Hükmü, davacı vekili ve davalı ... vekili temyiz etmiştir.
1- Yapılan yargılamaya, toplanan delillere ve dosya içeriğine göre davacı vekilinin tüm temyiz itirazları yerinde görülmemiş, reddi gerekmiştir.
2-Davalı vekilinin temyiz itirazlarına gelince;
Dava konusu taşınmazların kadastro çalışmaları sırasında “harman yeri” niteliği ile yine kadastro parseli olarak davalı ... Belediyesi adına tespit ve tescil edildiği anlaşılmıştır.
5393 sayılı Belediye Kanununun “Belediye tasarrufundaki yerler” başlıklı 79. maddesi hükmüne göre “Diğer kanunlarla getirilen hükümler saklı kalmak üzere, mezarlıklar ile belediye sınırları içinde bulunan ve sahipsiz arazi niteliğinde olan seyrangâh, harman yeri, koruluk, dinlenme yerleri, meydanlar, bataklık, çöp döküm sahaları, yıkılmış kale ve kulelerin arsaları ve enkazı ve benzeri yerler belediyenin tasarrufundadır.
Belediye tarafından deniz, akarsu ve gölden doldurma suretiyle kazanılan alanlar, Kıyı Kanunu ve ilgili mevzuata uygun olarak kullanılmak şartıyla Maliye Bakanlığı tarafından belediyelerin, büyükşehirlerde büyükşehir belediyelerinin tasarrufuna bırakılır.”

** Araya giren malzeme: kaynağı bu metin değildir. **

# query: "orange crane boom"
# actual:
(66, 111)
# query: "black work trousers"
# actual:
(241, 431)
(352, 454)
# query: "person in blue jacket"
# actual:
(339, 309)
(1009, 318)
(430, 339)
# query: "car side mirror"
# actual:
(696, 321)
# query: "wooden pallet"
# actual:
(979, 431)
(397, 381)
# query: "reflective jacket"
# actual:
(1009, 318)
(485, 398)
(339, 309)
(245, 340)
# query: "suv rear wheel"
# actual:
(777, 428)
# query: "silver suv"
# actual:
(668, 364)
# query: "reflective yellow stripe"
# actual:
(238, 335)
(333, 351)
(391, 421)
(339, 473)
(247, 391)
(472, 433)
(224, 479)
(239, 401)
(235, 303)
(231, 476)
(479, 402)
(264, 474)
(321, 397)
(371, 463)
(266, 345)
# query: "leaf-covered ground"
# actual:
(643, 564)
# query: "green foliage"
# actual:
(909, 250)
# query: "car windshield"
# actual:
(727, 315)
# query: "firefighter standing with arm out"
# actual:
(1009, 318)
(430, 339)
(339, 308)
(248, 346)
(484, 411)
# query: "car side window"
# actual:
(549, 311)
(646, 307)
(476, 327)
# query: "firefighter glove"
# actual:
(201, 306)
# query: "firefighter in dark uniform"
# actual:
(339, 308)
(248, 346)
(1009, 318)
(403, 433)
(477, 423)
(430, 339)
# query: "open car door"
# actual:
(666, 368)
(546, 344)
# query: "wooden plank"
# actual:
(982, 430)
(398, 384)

Somut olaya gelince; davacı Hazine, dava konusu taşınmazın harman yeri olduğunu 1580 sayılı belediyeler kanunu 159. maddesi uyarınca davalı adına tescil edilmiş ise de anılan kanun maddesinin taşınmazların davalı adına tesciline imkan vermediği, sadece kullanım hakkını belediyeye verdiği iddiası ile tapu iptali ve tescil talebinde bulunmuş ise de dava konusu taşınmazların imar planı yapılmadan önce de harman yeri niteliğinde olduğu ve halen de imar planı içerisinde kaldığı anlaşılmaktadır. Bu itibarla mahkemece davacı Hazine’nin tapu iptali ve tescil talebinin reddine karar verilmesi gerekirken yazılı şekilde hüküm kurulması doğru görülmemiştir.
Yukarıda açıklanan nedenlerle hükmün bozulması gerekmiştir.

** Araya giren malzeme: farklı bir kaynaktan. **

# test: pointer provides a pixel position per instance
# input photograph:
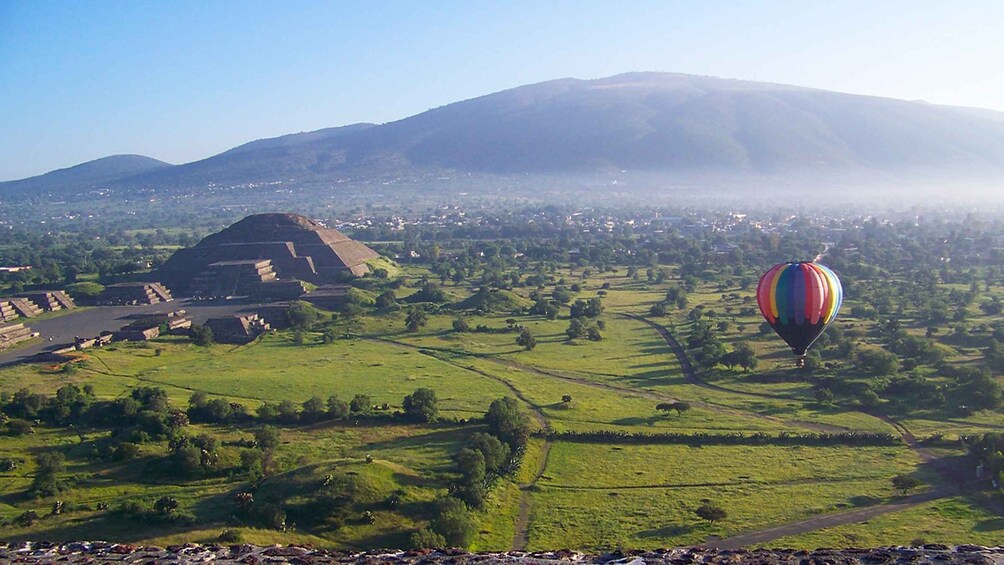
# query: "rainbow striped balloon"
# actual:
(799, 300)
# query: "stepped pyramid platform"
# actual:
(237, 329)
(49, 300)
(15, 333)
(254, 278)
(25, 307)
(328, 297)
(7, 312)
(134, 293)
(295, 247)
(149, 327)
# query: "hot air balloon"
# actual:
(799, 300)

Kabule göre de; dosya içerisindeki tapu kayıtlarının incelenmesinden; harmanyeri niteliğinde tapuda kayıtlı taşınmazların üzerinde çok sayıda haciz şerhleri bulunduğu, bu şerhlerin lehtarlarının davada taraf olmadan haciz şerhlerinin kaldırılmasına karar verildiği görülmüştür. Üzerinde haciz şerhi bulunan dava konusu taşınmazın haciz lehtarları usulünce davaya dahil edilmeksizin haciz şerhlerinin kaldırılmasına karar verilmesi de yerinde değildir.

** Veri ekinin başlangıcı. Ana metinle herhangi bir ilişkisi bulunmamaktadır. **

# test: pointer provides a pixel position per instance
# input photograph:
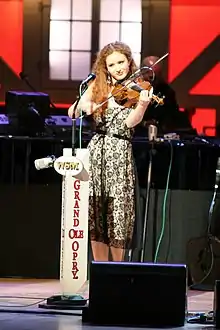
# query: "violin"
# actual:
(128, 96)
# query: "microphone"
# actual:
(152, 133)
(42, 163)
(90, 77)
(217, 173)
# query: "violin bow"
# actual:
(130, 79)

SONUÇ: Yukarıda yazılı nedenlerle, 1. bentte yazılı nedenlerle davacı vekilinin temyiz itirazlarının reddine, 2. bent uyarınca davalı ... vekilinin temyiz itirazlarının kabulü ile hükmün BOZULMASINA, peşin yatırılan harcın istek halinde davalı ..."ye iadesine, 19.04.2013 tarihinde oybirliği ile karar verildi.